Emergence is real but fragile. Under the right conditions, our network develops spatial maps of its environment, with groups of neurons becoming selectively responsive to specific locations in the grid world. This emergent place-cell-like behavior was not programmed; it arises from the interaction between STDP learning, the spatial structure of the sensory input, and the recurrent dynamics of the network. However, these representations are fragile and can be disrupted by small perturbations, suggesting that biological brains have stabilization mechanisms that we have not yet implemented.

The brain is not just a neural network. Our most humbling lesson has been discovering how many biological mechanisms we initially dismissed as "implementation details" turn out to be functionally important. Neuromodulation (global signals that change the behavior of the entire network based on reward or novelty) proved essential for making learning goal-directed rather than random. Homeostatic plasticity proved essential for maintaining stable dynamics over long timescales. And the specific connectivity patterns of excitatory and inhibitory neurons, not just the excitation-to-inhibition ratio but the specific wiring motifs, significantly affect the computational capabilities of the network.

Next Steps

Our current priorities are expanding the network to incorporate multiple interacting populations that serve different functional roles (analogous to different brain regions), implementing a simple reward system based on dopaminergic neuromodulation that allows the network to learn from the consequences of its actions, and developing better tools for visualizing and analyzing the network dynamics so that we can understand what the network is doing when it succeeds and when it fails.

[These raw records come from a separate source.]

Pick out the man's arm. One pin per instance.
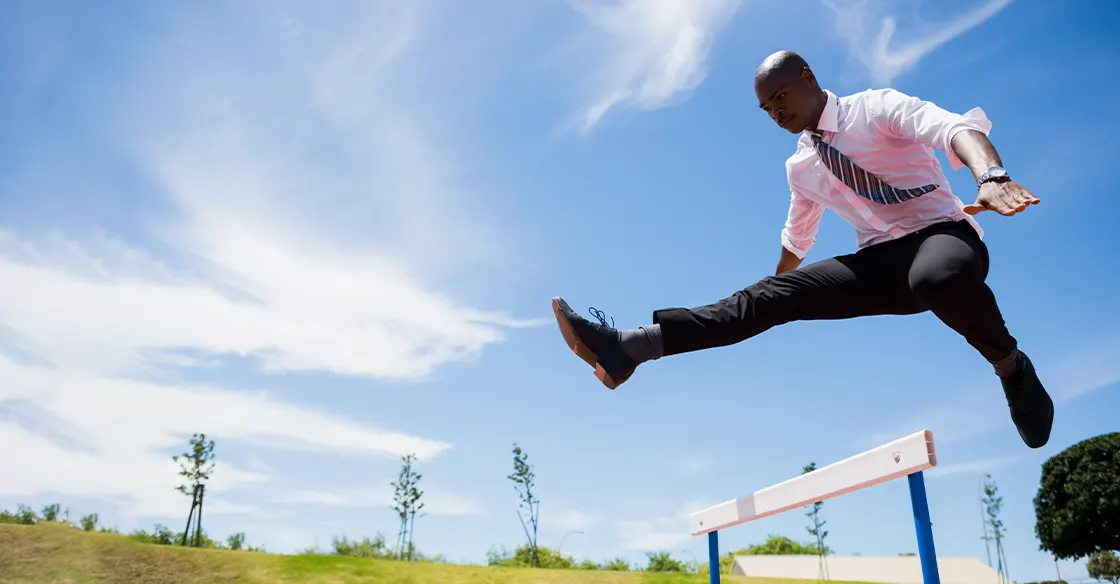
(976, 151)
(787, 261)
(1006, 197)
(800, 231)
(962, 137)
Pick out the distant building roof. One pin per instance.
(889, 569)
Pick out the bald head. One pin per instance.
(787, 91)
(781, 63)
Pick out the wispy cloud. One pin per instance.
(875, 39)
(649, 54)
(571, 520)
(436, 501)
(87, 436)
(292, 212)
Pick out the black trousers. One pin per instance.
(941, 268)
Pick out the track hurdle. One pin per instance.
(908, 456)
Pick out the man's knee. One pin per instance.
(945, 276)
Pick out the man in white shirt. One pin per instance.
(869, 157)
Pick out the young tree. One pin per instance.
(1079, 499)
(1104, 566)
(817, 529)
(90, 522)
(994, 503)
(523, 482)
(407, 499)
(196, 466)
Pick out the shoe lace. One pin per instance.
(602, 316)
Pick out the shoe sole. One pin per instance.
(577, 346)
(1050, 426)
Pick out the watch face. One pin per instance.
(995, 175)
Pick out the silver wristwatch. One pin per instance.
(996, 174)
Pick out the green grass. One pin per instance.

We will continue updating this page as the project progresses. Each major milestone, design decision, and unexpected discovery will be documented here, creating a living record of what it takes to build an artificial brain from first principles. We hope this transparency will be useful to other researchers and students who are interested in this fascinating and challenging field.

Key Takeaway

Building an artificial brain, even a simple one, is far more difficult than understanding the theory behind it. Our ongoing experiment demonstrates that emergent cognitive behaviors can arise from biologically inspired neural networks, but achieving and maintaining these behaviors requires careful attention to parameters, architecture, and the many biological mechanisms that turn out to be more important than they initially appear.